O'Connell's research uncovered the dimensions of the gallery space or now the virtual library as 'mediated sanctum' that takes over the world of the art object. The 'Bushmen on show' become synonymous with real, lived experiences, as males are employed as low paid tour guides and hunting trackers, while females work as cleaners and waitresses at the Kwa-ttu centre while white capital and Western frameworks informs decision making. Maseko Emmanuel, an elderly !Xun man, expressed the notion that death, memory and forgetting, power and injury are caught up in performances in response to the LLAREC archive. In addition, anger and sadness of the dead subjects in the photographs who are unable to defend their nakedness were expressed.(9)

The 'digital divide' will produce the same stereotypes of race while communities remain marginalised and on the peripheries of economic wealth while images via digitisation are produced for tourist consumption. The digitisation projects aim to lend coherency to images taken from broken or fragmented records while images are often decontextualised and the specificity of events removed. The Policy on Digitisation does not address the problem of remaking meaning or the 'violence of the colonial camera' and images.

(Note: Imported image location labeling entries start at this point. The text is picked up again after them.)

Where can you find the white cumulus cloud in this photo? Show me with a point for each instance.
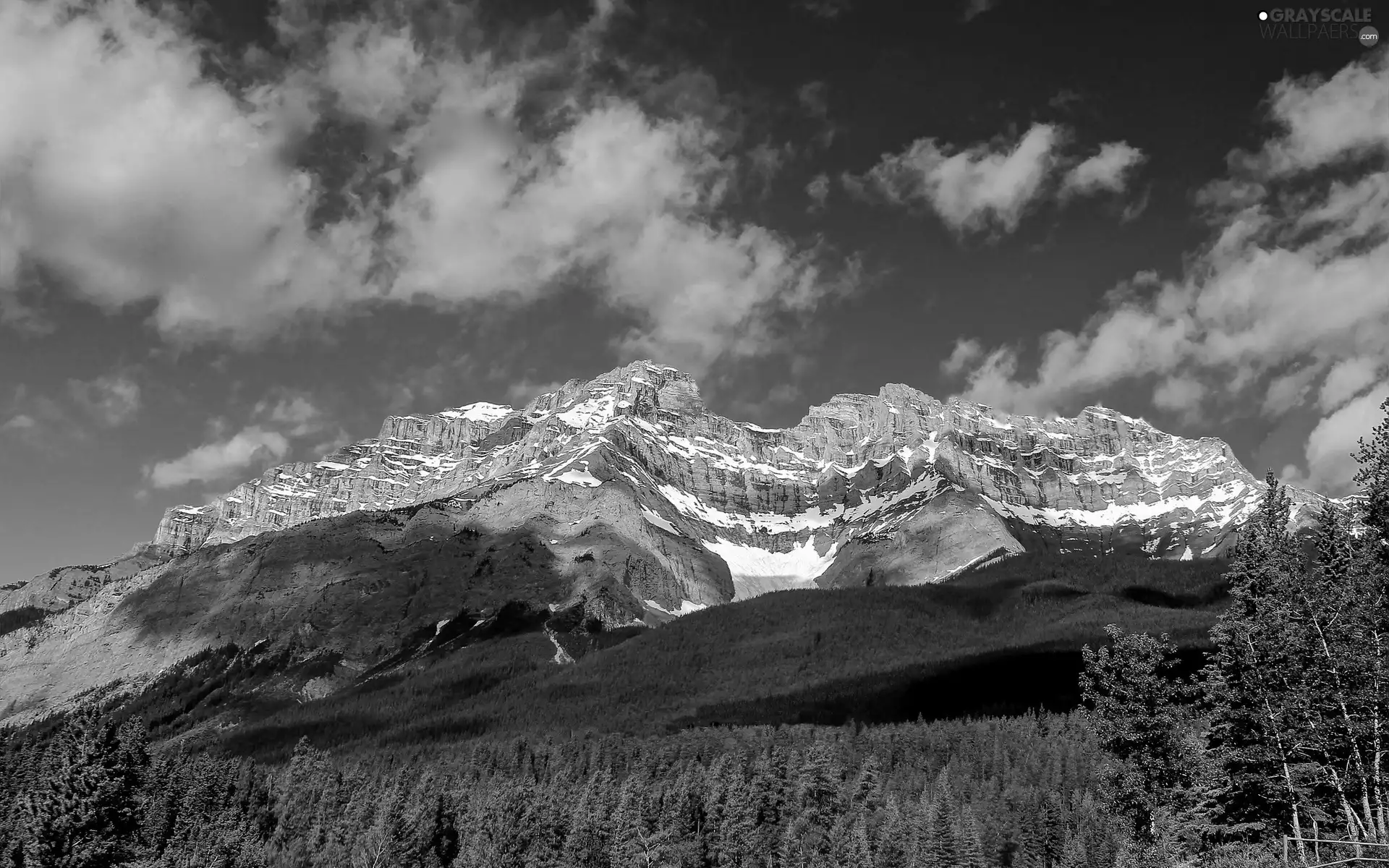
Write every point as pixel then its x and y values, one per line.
pixel 1289 292
pixel 220 460
pixel 128 171
pixel 1108 170
pixel 990 187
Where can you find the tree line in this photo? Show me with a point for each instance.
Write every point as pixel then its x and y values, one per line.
pixel 1285 732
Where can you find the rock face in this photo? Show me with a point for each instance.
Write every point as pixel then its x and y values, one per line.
pixel 848 471
pixel 621 498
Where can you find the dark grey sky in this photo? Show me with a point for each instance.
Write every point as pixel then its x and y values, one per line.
pixel 247 232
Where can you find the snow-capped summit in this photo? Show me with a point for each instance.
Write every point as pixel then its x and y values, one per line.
pixel 620 499
pixel 898 485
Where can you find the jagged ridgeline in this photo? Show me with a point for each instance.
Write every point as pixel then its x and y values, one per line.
pixel 611 504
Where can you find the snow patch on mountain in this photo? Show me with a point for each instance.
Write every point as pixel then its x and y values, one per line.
pixel 774 522
pixel 687 608
pixel 660 522
pixel 481 412
pixel 757 571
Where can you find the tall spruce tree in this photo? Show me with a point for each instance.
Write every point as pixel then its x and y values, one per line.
pixel 1252 682
pixel 1135 703
pixel 87 813
pixel 1374 482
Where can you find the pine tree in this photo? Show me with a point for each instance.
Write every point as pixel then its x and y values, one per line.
pixel 1135 706
pixel 1252 681
pixel 87 814
pixel 1374 480
pixel 967 835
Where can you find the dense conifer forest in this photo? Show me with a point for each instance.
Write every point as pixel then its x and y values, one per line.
pixel 1245 702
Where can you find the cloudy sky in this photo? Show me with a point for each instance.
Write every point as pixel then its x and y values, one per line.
pixel 242 232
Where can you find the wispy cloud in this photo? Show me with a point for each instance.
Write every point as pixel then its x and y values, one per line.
pixel 990 187
pixel 220 460
pixel 111 399
pixel 1108 170
pixel 818 192
pixel 1289 291
pixel 278 424
pixel 145 182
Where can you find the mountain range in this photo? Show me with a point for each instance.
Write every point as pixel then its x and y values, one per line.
pixel 613 503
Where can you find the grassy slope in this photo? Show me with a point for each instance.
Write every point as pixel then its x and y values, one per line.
pixel 999 641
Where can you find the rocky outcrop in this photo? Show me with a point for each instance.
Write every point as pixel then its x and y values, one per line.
pixel 1076 482
pixel 624 499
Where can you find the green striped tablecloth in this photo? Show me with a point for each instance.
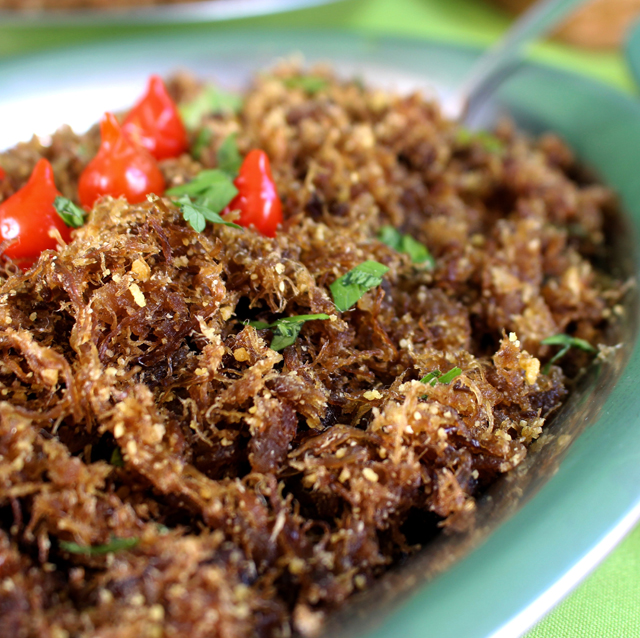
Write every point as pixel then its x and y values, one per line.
pixel 607 604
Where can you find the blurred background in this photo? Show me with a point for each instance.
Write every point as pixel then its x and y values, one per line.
pixel 590 43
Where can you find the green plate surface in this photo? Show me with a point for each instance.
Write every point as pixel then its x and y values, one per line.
pixel 544 526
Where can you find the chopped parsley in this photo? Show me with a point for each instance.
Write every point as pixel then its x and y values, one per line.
pixel 116 545
pixel 213 185
pixel 212 191
pixel 567 343
pixel 287 329
pixel 310 84
pixel 352 285
pixel 229 158
pixel 197 215
pixel 210 100
pixel 71 214
pixel 490 142
pixel 202 141
pixel 437 377
pixel 418 252
pixel 116 458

(1) J. Weintroub, 'From Tin Trunk to World-Wide Memory', 36.
(2) J. Deacon, 'Rock Art Conservation and Tourism', Journal of Archaeological Method and Theory, 13(4), Dec. 2006, 391.
(3) Ibid, 385.
(4) http://www.africarockart.org/home/. 'African Rock Art is amongst the oldest surviving art, predating writing by tens of thousands of years. TARA, the Trust for African Rock Art, is dedicated to the awareness and preservation of African rock art'.
(5) Kirshenblatt-Gimblett, 'World Heritage and Cultural Economics', 1-2.
(6) V Harris, V. Harris, 'The Archival Sliver', 'in C. Hamilton at al, eds., Refiguring the Archive, pp. 135-159.
(7) O'Connell, 'No f-stop for the bushmen', 65-74.
(8) O'Connell, 'No f-stop for the bushmen', 49-53.
(9) Ibid., 53-57.


Mona Hendricks is a Reading & Writing facilitator for Academic Literacies at UNISA Johannesburg and has recently completed an MA in Public & Visual History at the Universiyt of the Western Cape. She writes in her personal capacity.